The full essay is posted at http://www.marxists.org/history/erol/ncm-7/lrs-baraka.htm

What I value above all things I gained from him is an appreciation of the relation between the struggle for democracy and the struggle for revolution. He used to say, “The struggle for democracy is the path by which the people will find their way to revolution.” He had a genius for finding it.

He had a lethal wit. “God has been replaced, as he has all over the West, with respectability and air conditioning.” I had to look that one up. It’s been a long time. But back in the day shots like that were routine.

The League of Revolutionary Struggle continued the work of its constituent organizations through the 1980s. However, ideological and theoretical work was almost completely neglected after 1985 or so. By 1988 the LRS leadership had virtually become an appendage of Jesse Jackson’s presidential aspirations. Amiri resigned from the organization in protest. I didn’t agree with him about Jackson at the time but he proved to be right.
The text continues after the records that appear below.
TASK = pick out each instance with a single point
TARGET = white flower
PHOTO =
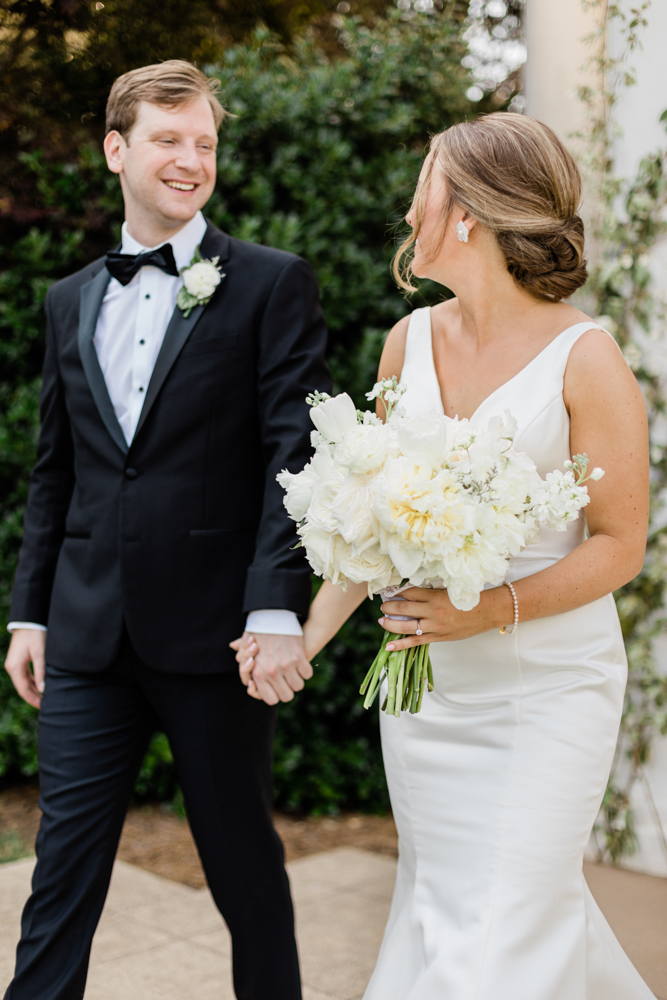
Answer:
(365, 447)
(424, 439)
(201, 279)
(299, 488)
(335, 417)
But I think it would have been better if he had stayed in and continued the fight.

Gorbachev’s “glasnost” and the following crisis caught the LRS leadership completely unprepared. They refused to respond to demands of cadres to say something about the Soviet breakup. Instead they surrendered to bourgeois ideas and repudiated Marxism-Leninism. An attempt was made to continue the organization on a reformist basis, but without the discipline and sense of purpose that comes with Marxism-Leninism it simply faded away.

Amiri, another comrade and I restarted publication of Unity & Struggle, which had been the name of the publication of the RCL. It was an outlet for his and other voices at a time when many were in retreat.

Some years ago Amiri and I came to a parting of the ways. It was painful. I never forgot my immeasurable debt to him, though.

About a year ago there was something of a personal rapprochement. Maybe he knew he didn’t have a lot of time left. My sympathies go out to Amina and all the family.

His departure comes like a detonation of something deep in the earth, the remembrance of his greatness in all of its power. Hail and farewell, comrade.

*The League of Revolutionary Struggle (Marxist-Leninist) known as the LRS, formed in 1978 by the merger of the August 29th Movement (ATM) which had roots in the Chicano national movement, and the I Wor Kuen (IWK), which had roots in the Asian American national movements. In 1979 the RCL merged with the LRS, which became the largest Marxist-Leninist organizations to mainly come out of the movements of oppressed nationalities.